< LE STORIE DEI COMUNI

Canistro - la storia

Occorre parlare innanzitutto di Santacroce (dove sono venuti alla luce numerosi reperti  che testimoniano  la presenza di un piccolo villaggio –pagus- appartenente all’Agro Antinae) il cui nome deriva da una chiesa documentata nel 1308 situata in Castro Canistri e visitata  dal vescovo di Sora Girolamo Giovannelli nel 1617 in un viaggio tra Civitella Roveto e Pescocanale .
Qui e’ stata trasferita la sede comunale dopo il terremoto del 1915 da Canistro (oggi Canistro alto).
Sicuramente il suo nome compare con sicurezza dal 28\4\1279 alla mostra dei feudatari (Carlo d’Angio’).
Ma gia’ se ne parlava  nel 1173 nel catalogo dei baroni Crescenzo di Capistrello.
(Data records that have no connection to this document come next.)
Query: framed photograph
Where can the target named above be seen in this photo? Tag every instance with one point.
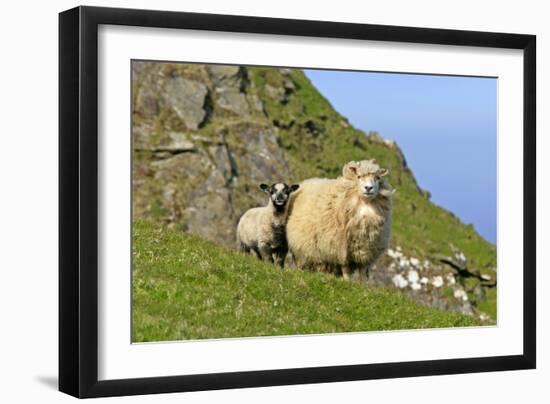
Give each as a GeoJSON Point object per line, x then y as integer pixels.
{"type": "Point", "coordinates": [251, 201]}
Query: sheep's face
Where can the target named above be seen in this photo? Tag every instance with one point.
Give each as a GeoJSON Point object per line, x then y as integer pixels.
{"type": "Point", "coordinates": [368, 175]}
{"type": "Point", "coordinates": [279, 192]}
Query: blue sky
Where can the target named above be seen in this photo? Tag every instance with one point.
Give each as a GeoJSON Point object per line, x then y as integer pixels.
{"type": "Point", "coordinates": [446, 127]}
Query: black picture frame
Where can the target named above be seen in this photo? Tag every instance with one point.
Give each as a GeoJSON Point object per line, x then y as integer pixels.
{"type": "Point", "coordinates": [78, 201]}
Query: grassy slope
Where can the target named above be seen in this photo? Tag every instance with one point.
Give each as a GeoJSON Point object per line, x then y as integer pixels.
{"type": "Point", "coordinates": [187, 288]}
{"type": "Point", "coordinates": [420, 227]}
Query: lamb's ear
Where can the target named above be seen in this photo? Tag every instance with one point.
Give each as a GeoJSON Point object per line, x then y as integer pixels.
{"type": "Point", "coordinates": [350, 170]}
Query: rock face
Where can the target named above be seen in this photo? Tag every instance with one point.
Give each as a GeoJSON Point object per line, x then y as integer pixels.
{"type": "Point", "coordinates": [201, 177]}
{"type": "Point", "coordinates": [205, 136]}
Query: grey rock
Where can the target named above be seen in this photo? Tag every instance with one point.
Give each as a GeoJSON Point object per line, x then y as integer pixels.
{"type": "Point", "coordinates": [231, 99]}
{"type": "Point", "coordinates": [220, 73]}
{"type": "Point", "coordinates": [186, 98]}
{"type": "Point", "coordinates": [177, 142]}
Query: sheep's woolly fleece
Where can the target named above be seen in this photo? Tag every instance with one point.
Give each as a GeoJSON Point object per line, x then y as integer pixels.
{"type": "Point", "coordinates": [332, 227]}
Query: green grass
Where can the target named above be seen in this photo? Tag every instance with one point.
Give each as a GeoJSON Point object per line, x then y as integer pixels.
{"type": "Point", "coordinates": [185, 287]}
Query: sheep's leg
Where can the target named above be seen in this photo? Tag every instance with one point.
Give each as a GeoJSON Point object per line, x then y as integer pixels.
{"type": "Point", "coordinates": [265, 253]}
{"type": "Point", "coordinates": [346, 272]}
{"type": "Point", "coordinates": [257, 252]}
{"type": "Point", "coordinates": [244, 248]}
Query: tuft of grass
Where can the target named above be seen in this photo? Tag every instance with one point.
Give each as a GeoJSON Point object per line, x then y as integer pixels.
{"type": "Point", "coordinates": [184, 287]}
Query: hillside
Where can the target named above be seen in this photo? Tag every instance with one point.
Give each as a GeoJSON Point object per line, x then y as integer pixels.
{"type": "Point", "coordinates": [205, 136]}
{"type": "Point", "coordinates": [222, 294]}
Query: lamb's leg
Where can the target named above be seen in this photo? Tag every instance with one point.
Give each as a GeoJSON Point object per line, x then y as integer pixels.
{"type": "Point", "coordinates": [257, 252]}
{"type": "Point", "coordinates": [280, 258]}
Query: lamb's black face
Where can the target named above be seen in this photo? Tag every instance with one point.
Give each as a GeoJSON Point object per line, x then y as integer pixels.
{"type": "Point", "coordinates": [279, 192]}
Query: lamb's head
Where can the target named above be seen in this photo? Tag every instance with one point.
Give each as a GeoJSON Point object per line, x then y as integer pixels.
{"type": "Point", "coordinates": [279, 193]}
{"type": "Point", "coordinates": [368, 176]}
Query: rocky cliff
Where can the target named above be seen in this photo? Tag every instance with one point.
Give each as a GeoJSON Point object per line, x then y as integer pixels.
{"type": "Point", "coordinates": [205, 136]}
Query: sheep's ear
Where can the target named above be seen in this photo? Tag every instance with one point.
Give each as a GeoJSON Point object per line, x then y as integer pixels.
{"type": "Point", "coordinates": [350, 170]}
{"type": "Point", "coordinates": [294, 187]}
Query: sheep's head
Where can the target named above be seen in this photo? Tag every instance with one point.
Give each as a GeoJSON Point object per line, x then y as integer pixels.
{"type": "Point", "coordinates": [368, 176]}
{"type": "Point", "coordinates": [279, 192]}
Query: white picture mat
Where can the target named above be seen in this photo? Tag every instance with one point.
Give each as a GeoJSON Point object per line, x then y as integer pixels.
{"type": "Point", "coordinates": [118, 358]}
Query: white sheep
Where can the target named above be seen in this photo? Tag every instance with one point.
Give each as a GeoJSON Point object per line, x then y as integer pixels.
{"type": "Point", "coordinates": [341, 225]}
{"type": "Point", "coordinates": [262, 230]}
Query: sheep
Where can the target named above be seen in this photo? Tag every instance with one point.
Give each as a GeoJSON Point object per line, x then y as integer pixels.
{"type": "Point", "coordinates": [262, 229]}
{"type": "Point", "coordinates": [341, 225]}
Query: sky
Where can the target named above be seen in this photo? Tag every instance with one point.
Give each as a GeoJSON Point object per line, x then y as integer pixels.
{"type": "Point", "coordinates": [445, 126]}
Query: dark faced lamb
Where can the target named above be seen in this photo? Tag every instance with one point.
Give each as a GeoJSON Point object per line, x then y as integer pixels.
{"type": "Point", "coordinates": [263, 230]}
In alcuni documenti (1273)si parla di due localita’ Castrum e Capranica,  inserite tra i territori di Pescocanale e  Civitella,(forse per un errore Castrum per Canistrum?).
Si puo’ ritenere che siano esistite due borgate distinte  poste a poca distanza l’una dall’altra e che poi decaduta  Capranica sia rimasta solo Canistro.
Nel 1318 fece parte della  Contea  di Tagliacozzo.
Nei secoli XI e XII  la  popolazione era impegnata essenzialmente  nei lavori della campagna  ed alla pastorizia.
Lo stemma di Canistro, nel 1746, presentava al centro  la colonna e su di essa una corona .Appoggiato alla colonna con le zampe vi e‘ un cane.
Attorno allo stemma le scritte canisti communitas (arch.stato di Napoli  catasto onciario,n.3005 dell’anno 1749.
Oggi lo stemma risulta un po’ modificato.
Il borgo è tipicamente medievale .
Molti reperti archeologici attestano l’esistenza di un antico paese riferibile all’epoca romana, citata come Castrum nel XII secolo.
Nel 1806 fu   unito al comune di Capistrello.
Successivamente si rese autonomo da Civitella Roveto nel 1854.
Nel 1915 il terremoto lo danneggiò gravemente.
Oggi,  grazie all’impiego terapeutico delle acque minerali iposodiche ivi  sorgenti(colle del Cotardo)  ed un grande centro clinico specializzato , si e’ sviluppata  fortememte l’economia locale.